Furthermore, President Joe Biden addressed the strike, calling for the necessity of having transparent conversations between employers and employees. As for the benefits of the strike, the WGA landed on deals such as guaranteed pay timelines and bonuses for successful films. In regards to the use of AI, it was decided that AI use cannot undermine a writer’s credit, and the company has to disclose if AI was used in writing.
As the strike ends, many shows are announced to return on air. For example, Saturday Night Live is returning to NBC in mid-October, The Kelly Clarkson show is returning on October 16th, and The Daily Show is returning with new guest hosts.
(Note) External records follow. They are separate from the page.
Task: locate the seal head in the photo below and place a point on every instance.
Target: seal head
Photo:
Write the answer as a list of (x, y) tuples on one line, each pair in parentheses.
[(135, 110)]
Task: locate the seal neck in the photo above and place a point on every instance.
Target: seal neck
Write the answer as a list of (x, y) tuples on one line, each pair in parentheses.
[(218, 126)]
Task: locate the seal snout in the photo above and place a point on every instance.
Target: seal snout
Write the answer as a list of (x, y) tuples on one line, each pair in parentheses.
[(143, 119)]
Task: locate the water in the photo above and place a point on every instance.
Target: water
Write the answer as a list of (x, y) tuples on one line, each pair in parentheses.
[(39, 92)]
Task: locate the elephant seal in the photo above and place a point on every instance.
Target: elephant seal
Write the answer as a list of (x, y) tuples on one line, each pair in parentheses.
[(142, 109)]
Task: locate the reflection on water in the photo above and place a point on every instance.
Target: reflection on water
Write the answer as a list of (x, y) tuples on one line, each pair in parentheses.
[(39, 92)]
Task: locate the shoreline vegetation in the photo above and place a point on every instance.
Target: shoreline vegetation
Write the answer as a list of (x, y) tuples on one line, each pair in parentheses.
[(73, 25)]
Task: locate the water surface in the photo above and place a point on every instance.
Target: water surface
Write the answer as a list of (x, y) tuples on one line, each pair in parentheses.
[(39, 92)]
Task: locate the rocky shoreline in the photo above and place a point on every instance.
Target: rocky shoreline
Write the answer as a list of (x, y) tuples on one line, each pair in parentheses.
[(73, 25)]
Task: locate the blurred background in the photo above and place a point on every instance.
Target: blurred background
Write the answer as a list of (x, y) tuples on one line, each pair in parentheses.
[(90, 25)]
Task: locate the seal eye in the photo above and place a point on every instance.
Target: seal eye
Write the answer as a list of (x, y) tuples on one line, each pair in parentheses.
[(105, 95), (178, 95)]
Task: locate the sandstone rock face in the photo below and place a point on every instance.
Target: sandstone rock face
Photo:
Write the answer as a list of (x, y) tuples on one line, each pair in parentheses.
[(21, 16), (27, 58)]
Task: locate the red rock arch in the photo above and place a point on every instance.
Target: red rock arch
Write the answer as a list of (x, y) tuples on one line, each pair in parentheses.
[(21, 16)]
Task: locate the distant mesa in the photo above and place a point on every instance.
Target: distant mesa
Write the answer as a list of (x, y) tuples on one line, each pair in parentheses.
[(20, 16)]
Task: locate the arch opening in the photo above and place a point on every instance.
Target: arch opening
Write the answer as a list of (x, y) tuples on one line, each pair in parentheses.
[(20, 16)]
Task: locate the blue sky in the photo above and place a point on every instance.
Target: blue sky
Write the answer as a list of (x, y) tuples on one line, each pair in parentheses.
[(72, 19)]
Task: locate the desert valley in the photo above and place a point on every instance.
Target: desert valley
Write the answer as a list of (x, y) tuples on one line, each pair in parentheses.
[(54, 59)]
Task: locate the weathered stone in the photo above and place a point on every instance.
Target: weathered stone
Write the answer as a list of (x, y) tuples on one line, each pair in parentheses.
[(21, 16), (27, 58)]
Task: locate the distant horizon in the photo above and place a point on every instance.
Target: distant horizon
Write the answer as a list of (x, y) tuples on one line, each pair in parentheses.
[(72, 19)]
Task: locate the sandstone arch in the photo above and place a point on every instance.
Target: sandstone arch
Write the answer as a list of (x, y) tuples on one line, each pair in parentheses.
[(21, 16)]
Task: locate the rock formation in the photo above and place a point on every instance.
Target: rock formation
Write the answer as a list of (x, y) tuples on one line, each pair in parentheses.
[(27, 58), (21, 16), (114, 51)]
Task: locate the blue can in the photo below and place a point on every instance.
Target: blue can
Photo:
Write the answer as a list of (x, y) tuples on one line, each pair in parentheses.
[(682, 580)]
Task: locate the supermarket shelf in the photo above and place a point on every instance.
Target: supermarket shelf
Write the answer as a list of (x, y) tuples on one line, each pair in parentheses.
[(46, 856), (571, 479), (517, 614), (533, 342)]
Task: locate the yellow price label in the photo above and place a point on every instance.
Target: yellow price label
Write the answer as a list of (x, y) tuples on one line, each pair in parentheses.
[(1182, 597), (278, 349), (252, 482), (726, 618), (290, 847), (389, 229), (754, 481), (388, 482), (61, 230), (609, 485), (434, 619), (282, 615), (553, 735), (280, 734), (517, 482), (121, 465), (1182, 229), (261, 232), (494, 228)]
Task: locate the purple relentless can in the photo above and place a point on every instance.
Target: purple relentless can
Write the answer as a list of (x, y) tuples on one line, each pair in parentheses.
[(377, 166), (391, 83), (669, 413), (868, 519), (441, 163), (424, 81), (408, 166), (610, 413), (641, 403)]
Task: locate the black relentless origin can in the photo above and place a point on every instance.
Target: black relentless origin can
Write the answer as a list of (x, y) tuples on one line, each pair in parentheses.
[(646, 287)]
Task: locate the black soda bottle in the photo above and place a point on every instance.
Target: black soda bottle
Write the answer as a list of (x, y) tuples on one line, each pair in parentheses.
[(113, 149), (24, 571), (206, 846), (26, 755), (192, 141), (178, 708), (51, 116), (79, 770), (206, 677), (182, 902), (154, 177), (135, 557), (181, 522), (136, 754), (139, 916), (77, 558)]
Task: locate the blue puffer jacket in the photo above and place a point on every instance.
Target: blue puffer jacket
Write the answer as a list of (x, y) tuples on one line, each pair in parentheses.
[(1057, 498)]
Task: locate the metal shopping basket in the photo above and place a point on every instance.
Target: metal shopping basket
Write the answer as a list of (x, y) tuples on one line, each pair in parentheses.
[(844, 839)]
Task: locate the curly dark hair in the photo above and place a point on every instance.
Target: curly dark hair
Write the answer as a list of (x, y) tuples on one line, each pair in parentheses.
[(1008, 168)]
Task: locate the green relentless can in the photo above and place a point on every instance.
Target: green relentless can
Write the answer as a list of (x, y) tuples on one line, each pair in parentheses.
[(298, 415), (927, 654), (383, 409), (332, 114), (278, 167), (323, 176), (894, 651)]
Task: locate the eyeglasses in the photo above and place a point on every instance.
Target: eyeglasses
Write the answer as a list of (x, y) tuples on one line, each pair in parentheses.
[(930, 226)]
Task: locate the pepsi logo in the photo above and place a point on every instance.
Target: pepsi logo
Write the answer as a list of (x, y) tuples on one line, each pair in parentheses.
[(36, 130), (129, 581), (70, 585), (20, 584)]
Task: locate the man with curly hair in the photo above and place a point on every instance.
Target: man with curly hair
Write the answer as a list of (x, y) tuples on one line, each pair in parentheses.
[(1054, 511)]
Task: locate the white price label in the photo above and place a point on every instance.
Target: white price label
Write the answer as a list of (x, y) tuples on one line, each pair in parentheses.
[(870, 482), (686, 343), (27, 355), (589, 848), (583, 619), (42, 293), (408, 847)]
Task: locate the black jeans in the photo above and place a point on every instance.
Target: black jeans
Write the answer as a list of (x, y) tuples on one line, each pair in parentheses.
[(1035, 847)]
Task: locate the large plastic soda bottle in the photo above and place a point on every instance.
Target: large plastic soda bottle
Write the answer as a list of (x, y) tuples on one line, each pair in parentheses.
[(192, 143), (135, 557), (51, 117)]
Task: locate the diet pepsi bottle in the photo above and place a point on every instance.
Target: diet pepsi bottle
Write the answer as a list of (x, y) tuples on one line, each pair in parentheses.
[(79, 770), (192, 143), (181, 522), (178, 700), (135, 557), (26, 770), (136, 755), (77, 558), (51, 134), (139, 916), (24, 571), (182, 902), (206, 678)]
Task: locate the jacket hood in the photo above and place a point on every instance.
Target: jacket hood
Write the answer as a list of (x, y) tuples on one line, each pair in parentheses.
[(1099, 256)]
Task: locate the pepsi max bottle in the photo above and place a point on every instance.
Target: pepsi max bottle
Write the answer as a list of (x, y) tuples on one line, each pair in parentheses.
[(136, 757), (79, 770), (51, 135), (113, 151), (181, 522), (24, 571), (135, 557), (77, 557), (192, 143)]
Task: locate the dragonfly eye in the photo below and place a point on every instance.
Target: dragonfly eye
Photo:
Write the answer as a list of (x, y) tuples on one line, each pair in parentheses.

Despite the good news, it is still too early for celebration. Many writers, specifically the head writers of “The Drew Barrymore Show,” have turned down offers to come back after the strike. This could possibly set an example to other writers to fight even harder against the industry. Moreover, scripted shows will take longer to return due to the actors’ strike, in which little negotiations are predicted to happen in the near future. Although the writer’s strike had many positive outcomes for writers and viewers, the entertainment industry as a whole still has many flaws that should continue to be looked out for.